When using obsolescence, the time at which the data will be cached is selected depending on the frequency with which this data is updated and the level of importance for obtaining actual data. We have identified the places with which we will work, so let's proceed.
Home pageDue to the fact that on this page we have a lot of blocks, we get a lot of queries to the database. It would be possible to cache the contents of the main page as a whole, and update it once every 10 minutes, but since our blocks have different refresh rates, they will have to be cached separately. Consider each block.
- Latest news. Cache it forever, kill when adding news to the site.
- Popular news for the last week. We cache for a day.
- The most commented news. Cache for an hour.
- Recent comments on the news. Cache forever, kill when adding a new comment. If new comments appear very quickly, we cach the block for one minute.

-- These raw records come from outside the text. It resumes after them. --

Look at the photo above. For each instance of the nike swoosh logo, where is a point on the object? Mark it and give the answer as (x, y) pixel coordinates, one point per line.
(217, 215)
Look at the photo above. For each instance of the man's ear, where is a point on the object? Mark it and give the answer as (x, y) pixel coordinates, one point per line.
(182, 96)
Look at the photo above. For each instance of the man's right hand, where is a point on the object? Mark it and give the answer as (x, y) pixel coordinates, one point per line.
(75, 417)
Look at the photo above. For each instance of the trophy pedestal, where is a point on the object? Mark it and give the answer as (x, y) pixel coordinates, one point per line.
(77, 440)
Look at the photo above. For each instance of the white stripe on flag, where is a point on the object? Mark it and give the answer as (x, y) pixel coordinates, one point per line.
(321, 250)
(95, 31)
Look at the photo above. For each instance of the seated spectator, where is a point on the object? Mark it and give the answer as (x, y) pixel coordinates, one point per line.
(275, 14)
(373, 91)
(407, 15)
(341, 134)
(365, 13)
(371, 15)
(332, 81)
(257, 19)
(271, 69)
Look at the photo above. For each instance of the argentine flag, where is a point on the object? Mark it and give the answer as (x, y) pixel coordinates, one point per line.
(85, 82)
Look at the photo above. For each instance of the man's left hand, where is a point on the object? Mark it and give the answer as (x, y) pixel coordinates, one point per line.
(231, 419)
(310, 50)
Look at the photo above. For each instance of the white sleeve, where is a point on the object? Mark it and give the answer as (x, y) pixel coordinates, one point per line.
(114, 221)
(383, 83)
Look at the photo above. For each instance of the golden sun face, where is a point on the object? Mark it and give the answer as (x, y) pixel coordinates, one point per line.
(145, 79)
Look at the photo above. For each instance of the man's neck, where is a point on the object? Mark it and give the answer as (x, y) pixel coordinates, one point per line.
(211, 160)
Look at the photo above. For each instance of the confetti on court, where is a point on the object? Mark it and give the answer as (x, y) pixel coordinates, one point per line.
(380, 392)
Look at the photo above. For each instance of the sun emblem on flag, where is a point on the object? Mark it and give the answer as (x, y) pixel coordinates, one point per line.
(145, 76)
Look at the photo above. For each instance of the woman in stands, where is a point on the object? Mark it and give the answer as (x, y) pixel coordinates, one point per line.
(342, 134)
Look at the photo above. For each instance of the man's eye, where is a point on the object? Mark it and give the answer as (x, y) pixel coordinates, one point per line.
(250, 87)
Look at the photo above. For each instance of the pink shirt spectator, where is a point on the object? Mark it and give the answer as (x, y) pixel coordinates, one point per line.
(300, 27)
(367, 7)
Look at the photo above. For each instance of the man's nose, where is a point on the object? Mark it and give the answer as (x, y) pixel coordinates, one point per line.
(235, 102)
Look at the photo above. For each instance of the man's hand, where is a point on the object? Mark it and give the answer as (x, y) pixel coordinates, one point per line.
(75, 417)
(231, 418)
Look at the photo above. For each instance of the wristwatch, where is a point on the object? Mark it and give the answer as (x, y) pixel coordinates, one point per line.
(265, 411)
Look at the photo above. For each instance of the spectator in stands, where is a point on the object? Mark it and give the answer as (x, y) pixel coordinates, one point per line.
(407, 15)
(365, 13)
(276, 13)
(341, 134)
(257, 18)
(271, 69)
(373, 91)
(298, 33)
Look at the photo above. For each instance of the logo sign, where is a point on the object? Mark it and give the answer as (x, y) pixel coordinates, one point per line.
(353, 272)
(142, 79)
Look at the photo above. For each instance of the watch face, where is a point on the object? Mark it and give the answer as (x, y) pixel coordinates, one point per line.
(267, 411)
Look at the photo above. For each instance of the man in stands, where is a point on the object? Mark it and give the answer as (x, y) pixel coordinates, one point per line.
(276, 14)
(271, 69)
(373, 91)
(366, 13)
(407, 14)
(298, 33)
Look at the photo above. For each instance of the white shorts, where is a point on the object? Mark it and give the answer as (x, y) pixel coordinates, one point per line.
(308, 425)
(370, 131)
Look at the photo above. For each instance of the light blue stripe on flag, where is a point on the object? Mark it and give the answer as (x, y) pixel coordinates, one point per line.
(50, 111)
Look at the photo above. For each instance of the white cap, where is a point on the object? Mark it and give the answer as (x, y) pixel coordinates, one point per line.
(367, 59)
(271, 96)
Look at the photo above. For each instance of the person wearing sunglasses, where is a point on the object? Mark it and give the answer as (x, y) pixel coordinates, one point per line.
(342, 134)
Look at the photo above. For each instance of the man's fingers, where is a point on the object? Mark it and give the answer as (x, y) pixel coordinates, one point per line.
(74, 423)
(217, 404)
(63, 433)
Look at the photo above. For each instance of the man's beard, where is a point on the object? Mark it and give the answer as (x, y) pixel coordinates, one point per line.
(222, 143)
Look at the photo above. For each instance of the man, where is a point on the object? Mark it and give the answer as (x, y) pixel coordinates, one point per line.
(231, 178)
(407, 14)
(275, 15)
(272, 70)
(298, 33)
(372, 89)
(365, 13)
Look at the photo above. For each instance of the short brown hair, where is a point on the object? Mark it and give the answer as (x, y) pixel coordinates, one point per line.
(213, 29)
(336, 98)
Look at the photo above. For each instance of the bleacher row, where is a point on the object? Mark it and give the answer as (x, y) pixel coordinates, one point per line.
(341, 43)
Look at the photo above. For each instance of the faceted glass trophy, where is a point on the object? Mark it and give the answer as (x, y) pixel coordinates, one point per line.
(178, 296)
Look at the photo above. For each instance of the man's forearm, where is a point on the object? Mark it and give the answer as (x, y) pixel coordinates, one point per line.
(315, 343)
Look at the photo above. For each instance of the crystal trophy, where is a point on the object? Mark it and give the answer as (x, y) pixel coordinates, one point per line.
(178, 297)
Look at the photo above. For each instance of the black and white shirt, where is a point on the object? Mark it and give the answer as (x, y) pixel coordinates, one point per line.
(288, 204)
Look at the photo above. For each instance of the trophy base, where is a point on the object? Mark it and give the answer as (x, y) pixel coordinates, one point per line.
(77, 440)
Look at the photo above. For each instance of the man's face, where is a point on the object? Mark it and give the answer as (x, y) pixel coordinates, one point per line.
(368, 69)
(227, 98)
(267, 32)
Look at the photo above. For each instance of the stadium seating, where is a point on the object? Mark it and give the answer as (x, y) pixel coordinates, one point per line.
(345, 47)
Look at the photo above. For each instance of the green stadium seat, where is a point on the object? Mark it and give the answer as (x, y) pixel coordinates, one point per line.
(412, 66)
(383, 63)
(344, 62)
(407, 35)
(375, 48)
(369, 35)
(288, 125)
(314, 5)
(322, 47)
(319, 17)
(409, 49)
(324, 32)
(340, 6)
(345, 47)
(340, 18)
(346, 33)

View newsHere the stage of caching is divided into two parts - the news itself and comments to it.
a)
News . Imagine that the news is made up by bb-codes, and the conversion process to html is time-consuming and sometimes even lengthy (regular expressions are also about how much CPU time is consumed), which means we have to convert and cache the finished html once. We cache the news forever, and kill the cache when changing / deleting the news. But what if we have a view counter you ask? Everything is very simple, it would be possible to constantly update the cache of the news itself, but this trick is risky as there is a possibility of data integrity violation. To do this, we will create a cache of views. When viewing the news, we will have a request to the database by updating the number of views, as well as the cache increment of views. Here we also cache forever, delete news when deleting.
b)
Comments . We also use bb-codes in comments, here we also store ready-made comment html, but we cache a serialized array of comments, for which I’ll say a little further. Cache forever, delete the cache when adding a new comment / editing or deleting any comment to this news / deleting the news itself. And what if we have several pages of comments? We keep all comments in one cache, and before direct output we beat them onto pages.

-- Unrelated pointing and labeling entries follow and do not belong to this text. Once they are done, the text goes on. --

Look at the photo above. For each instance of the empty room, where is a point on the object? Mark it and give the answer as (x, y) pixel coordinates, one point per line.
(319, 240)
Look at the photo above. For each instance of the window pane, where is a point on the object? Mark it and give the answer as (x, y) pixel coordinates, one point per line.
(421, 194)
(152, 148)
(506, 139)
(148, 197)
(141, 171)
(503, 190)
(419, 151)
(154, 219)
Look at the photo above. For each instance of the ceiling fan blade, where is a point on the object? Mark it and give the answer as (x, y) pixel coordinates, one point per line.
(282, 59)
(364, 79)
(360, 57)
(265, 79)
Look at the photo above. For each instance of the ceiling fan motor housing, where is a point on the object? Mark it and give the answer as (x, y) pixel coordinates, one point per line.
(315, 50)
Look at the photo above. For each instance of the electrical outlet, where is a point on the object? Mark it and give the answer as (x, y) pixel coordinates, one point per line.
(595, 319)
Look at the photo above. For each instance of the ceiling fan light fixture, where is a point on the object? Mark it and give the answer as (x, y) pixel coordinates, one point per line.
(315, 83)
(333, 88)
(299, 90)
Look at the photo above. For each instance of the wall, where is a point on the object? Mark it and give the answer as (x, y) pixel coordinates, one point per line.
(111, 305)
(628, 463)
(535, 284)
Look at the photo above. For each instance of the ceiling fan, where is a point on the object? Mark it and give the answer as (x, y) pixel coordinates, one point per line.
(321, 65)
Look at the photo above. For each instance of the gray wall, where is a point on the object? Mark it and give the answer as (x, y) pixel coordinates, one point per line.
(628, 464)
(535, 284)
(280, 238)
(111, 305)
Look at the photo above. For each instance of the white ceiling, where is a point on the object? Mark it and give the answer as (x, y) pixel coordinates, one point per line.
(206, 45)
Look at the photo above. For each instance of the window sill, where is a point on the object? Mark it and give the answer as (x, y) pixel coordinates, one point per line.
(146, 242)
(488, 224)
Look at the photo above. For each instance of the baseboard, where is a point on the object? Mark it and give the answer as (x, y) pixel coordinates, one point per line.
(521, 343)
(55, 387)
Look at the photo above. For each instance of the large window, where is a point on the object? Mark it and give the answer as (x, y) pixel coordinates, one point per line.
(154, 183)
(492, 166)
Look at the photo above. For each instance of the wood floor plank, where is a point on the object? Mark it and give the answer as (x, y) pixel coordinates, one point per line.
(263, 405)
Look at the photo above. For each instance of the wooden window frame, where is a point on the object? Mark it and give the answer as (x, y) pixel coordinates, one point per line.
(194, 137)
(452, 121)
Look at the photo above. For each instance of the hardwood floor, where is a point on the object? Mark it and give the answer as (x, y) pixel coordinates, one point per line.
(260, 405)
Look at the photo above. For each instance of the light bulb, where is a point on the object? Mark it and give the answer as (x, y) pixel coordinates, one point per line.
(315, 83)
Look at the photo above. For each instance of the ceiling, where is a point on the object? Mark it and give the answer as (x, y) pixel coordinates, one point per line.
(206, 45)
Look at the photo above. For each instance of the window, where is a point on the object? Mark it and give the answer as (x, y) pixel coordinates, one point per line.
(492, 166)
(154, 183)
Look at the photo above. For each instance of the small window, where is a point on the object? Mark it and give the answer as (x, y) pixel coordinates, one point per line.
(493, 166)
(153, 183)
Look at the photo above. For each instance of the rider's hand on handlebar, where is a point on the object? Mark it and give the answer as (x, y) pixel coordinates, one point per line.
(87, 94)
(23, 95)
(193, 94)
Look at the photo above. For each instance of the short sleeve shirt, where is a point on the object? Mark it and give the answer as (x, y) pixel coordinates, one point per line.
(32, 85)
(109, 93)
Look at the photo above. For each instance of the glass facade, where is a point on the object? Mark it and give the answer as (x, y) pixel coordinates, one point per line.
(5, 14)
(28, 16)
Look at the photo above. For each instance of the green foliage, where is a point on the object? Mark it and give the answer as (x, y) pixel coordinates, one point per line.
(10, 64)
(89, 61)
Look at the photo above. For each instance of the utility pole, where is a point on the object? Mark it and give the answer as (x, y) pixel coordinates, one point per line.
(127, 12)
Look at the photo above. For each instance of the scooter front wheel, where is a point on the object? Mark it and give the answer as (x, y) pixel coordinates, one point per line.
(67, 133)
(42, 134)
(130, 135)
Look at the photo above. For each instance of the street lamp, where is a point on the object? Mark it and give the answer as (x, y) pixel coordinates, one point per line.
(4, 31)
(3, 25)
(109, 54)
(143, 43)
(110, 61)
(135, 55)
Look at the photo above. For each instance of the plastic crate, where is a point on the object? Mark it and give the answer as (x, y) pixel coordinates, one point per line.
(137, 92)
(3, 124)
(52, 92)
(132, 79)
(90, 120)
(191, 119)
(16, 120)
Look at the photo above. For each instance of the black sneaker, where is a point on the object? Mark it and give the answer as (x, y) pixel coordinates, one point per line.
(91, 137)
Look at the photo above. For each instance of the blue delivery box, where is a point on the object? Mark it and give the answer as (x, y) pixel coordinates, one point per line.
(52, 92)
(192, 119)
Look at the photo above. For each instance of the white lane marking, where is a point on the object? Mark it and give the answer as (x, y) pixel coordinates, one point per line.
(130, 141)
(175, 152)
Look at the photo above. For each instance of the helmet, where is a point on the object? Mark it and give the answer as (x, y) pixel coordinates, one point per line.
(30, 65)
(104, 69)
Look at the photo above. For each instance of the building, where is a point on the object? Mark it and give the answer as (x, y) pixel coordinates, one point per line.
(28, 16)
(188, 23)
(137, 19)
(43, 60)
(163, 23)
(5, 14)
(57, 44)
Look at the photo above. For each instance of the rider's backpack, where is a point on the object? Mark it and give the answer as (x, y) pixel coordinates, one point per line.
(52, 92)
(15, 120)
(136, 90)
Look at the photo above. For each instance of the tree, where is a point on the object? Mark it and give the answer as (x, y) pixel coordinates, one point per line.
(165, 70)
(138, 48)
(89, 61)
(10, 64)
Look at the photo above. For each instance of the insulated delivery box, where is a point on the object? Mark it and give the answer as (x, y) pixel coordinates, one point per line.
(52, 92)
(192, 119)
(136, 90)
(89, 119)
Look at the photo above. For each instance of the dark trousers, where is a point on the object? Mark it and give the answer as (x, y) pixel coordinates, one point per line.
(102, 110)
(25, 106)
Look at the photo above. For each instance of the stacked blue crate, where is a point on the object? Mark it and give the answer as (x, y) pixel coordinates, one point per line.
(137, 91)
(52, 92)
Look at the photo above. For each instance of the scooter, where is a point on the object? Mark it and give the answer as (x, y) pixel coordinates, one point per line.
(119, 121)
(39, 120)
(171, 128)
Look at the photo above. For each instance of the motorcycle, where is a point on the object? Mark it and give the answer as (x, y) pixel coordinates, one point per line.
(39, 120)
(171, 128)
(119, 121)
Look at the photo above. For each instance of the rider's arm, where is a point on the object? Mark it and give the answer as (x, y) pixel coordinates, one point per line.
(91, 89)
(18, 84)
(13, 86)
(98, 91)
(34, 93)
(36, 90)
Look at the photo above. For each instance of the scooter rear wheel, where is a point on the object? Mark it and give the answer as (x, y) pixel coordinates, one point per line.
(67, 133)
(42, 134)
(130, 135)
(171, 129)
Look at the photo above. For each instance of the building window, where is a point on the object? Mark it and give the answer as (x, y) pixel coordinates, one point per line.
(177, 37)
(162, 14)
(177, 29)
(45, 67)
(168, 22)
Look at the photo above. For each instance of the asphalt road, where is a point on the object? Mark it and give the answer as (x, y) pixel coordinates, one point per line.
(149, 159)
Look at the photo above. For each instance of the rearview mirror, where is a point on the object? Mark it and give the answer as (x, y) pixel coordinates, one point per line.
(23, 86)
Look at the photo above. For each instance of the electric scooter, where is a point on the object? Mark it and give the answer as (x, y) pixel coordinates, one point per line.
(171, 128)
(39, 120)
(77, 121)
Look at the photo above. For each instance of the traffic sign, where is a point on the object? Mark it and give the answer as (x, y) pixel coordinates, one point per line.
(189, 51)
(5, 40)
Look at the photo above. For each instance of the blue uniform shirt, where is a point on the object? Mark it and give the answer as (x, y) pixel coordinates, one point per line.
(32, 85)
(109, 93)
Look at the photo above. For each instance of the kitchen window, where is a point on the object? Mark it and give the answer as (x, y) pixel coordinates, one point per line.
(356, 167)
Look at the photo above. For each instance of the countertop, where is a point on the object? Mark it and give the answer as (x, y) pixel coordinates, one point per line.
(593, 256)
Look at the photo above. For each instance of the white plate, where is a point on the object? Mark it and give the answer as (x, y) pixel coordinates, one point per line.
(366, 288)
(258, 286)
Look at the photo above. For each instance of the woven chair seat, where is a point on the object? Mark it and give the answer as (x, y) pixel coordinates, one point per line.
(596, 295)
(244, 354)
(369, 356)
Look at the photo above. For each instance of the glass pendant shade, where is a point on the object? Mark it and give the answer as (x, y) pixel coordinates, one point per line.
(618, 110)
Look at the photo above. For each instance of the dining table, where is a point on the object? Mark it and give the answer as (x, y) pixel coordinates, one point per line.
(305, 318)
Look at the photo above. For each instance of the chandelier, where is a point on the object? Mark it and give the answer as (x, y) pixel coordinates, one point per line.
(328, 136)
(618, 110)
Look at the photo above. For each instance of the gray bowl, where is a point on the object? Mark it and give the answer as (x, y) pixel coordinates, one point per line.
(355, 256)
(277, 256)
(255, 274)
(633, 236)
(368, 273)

Check for new messagesHere it is necessary to think carefully before choosing the tactics of caching, since it is selected for the type of load. Consider several options:
a)
Few users, permanent. Cache forever.
b)
Many users, permanent. It depends on what is more expensive to us, memory (for the cache) or a decrease in the load from the database. If there is a lot of memory and we don’t feel sorry for it, we will cache it forever, otherwise during the session.
c)
Any number of users unique. Cache for the duration of the session.
The check cache for new messages is always deleted when a new message is received and when a user is deleted.
At this the theory ends, and the practice is yours.
Ps. I hope those who want to get acquainted with caching, but do not know where to start, will be useful. Thanks for attention.